I will enqueue the build to AWSY later.

Ting-Yu Chou [:ting] (away)

Comment 12

•

8 years ago

(In reply to Ting-Yu Chou [:ting] from comment #11)
> I will enqueue the build to AWSY later.

Enqueued. https://areweslimyet.com/?series=bug1219914

Eric Rahm [:erahm]

Reporter

Comment 13

•

8 years ago

Ting-Yu, thank you for picking this back up.

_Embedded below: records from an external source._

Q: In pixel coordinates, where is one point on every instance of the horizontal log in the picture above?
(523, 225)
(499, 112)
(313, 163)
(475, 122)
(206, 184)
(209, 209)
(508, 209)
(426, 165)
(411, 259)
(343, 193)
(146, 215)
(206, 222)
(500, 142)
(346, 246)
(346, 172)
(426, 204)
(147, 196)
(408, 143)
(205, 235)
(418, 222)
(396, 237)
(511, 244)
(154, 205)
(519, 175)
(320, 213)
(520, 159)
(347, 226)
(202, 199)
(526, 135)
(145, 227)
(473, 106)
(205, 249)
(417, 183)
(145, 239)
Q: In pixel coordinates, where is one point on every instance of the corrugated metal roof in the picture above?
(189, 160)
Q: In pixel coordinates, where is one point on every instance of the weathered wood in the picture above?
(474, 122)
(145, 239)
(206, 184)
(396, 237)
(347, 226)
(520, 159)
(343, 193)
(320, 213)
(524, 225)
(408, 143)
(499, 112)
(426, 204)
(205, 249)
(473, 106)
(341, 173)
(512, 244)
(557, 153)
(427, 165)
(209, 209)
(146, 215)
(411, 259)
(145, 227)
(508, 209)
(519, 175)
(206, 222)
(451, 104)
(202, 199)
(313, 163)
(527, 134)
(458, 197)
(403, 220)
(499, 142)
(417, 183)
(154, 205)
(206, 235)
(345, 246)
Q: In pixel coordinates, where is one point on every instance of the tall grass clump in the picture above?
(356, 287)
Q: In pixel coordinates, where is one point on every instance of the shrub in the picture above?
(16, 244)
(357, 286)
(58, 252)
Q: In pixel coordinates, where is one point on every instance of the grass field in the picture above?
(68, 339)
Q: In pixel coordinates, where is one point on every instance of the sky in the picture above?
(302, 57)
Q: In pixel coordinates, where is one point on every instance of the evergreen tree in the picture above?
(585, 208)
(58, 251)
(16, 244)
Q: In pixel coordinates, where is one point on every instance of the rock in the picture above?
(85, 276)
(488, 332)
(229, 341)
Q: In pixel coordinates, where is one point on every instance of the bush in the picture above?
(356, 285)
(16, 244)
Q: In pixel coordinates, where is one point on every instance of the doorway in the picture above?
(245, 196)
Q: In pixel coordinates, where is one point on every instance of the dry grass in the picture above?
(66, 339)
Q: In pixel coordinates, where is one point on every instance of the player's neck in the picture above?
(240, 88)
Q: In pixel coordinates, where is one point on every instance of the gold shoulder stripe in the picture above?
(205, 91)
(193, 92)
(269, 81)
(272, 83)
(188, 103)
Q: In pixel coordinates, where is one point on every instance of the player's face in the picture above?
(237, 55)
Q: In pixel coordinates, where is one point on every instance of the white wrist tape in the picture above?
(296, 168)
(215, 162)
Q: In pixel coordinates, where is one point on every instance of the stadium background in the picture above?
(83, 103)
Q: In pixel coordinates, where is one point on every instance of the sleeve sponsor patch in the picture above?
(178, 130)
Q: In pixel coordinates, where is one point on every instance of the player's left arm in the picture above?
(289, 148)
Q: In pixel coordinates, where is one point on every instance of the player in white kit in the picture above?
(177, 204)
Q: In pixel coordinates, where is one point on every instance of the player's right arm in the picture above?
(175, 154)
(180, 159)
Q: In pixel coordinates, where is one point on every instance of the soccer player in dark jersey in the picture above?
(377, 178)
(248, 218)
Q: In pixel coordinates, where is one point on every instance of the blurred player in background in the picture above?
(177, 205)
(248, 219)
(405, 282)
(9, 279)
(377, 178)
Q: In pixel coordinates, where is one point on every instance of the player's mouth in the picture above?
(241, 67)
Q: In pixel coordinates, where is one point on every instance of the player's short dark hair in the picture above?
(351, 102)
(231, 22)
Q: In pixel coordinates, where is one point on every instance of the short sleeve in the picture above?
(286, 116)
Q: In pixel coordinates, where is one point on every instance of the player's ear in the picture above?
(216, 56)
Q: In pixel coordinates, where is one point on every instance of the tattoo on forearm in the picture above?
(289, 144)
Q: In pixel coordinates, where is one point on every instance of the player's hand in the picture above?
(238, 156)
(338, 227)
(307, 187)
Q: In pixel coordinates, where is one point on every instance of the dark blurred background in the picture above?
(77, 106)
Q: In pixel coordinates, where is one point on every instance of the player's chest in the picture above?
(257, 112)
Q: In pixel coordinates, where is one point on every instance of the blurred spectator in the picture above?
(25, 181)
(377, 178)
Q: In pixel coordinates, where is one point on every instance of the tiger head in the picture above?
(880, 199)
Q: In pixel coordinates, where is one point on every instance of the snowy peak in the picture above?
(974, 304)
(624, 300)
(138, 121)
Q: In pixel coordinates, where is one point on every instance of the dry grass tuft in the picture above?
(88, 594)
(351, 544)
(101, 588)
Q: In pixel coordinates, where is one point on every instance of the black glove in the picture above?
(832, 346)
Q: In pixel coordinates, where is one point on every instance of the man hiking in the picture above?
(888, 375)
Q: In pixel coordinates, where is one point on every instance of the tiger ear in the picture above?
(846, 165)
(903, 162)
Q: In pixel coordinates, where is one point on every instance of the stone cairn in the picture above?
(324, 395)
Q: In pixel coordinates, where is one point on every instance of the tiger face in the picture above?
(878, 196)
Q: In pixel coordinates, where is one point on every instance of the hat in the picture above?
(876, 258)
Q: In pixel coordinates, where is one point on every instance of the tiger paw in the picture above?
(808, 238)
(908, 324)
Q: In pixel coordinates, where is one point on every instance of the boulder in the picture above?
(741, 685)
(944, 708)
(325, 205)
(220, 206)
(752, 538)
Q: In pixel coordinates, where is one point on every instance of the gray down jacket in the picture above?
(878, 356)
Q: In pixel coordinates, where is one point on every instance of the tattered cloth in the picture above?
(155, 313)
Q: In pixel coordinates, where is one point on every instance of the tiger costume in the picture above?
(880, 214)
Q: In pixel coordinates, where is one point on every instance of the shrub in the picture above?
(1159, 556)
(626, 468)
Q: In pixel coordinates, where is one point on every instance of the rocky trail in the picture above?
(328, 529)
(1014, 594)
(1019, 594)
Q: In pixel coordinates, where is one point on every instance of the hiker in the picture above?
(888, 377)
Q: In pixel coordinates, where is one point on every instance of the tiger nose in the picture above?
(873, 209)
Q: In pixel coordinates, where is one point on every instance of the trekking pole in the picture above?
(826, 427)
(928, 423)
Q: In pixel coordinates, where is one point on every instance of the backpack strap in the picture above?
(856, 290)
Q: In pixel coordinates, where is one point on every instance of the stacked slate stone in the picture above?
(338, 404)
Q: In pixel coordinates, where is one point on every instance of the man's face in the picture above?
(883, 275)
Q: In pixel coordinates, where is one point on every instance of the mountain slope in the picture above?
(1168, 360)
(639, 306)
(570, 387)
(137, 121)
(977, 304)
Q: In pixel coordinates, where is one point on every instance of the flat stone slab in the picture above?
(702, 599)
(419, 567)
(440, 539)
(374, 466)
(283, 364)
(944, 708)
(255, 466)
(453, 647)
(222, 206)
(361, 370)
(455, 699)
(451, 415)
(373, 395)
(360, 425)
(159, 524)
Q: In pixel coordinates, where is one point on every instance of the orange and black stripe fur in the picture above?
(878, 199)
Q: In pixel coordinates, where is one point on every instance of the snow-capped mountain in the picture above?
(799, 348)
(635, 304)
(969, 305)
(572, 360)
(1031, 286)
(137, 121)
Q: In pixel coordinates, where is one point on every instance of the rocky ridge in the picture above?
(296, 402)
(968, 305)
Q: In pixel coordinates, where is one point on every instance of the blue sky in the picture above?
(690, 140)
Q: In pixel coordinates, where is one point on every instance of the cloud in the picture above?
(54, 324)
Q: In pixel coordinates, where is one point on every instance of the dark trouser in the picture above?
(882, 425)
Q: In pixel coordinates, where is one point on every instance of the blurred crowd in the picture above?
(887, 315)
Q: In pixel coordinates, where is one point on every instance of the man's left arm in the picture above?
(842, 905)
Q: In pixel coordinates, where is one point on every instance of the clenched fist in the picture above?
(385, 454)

Let me know if you need anymore help with AWSY.

(In reply to Ting-Yu Chou [:ting] from comment #4)
> According to
> https://dxr.mozilla.org/mozilla-central/source/xpcom/base/
> nsMemoryReporterManager.cpp#1351, page-cache is not something need to worry
> about. Then the problem would be heap-unclassified (I missed in comment 3):

Page cache is definitely a problem. njn just landed patches reducing it in mozjemalloc in bug 1258257.

Ting-Yu Chou [:ting] (away)

Comment 14

•

8 years ago

Got it, thanks Eric! I am taking sick leave today, will resume the work tomorrow.

Ting-Yu Chou [:ting] (away)

Comment 15

•

8 years ago

(In reply to Eric Rahm [:erahm] from comment #13)
> Page cache is definitely a problem. njn just landed patches reducing it in
> mozjemalloc in bug 1258257.

Eric, could you explain me a bit why page cache is a problem if it's just kept around for optimization? Thanks.

Flags: needinfo?(erahm)

Eric Rahm [:erahm]

Reporter

Comment 16

•

8 years ago

(In reply to Ting-Yu Chou [:ting] from comment #15)
> (In reply to Eric Rahm [:erahm] from comment #13)
> > Page cache is definitely a problem. njn just landed patches reducing it in
> > mozjemalloc in bug 1258257.
> 
> Eric, could you explain me a bit why page cache is a problem if it's just
> kept around for optimization? Thanks.

It holds onto a significant portion of unused memory that could otherwise be returned to the system. This is supposed to be a speed optimization, but after shrinking mozjemalloc's page cache we did not see an impact on our performance tests.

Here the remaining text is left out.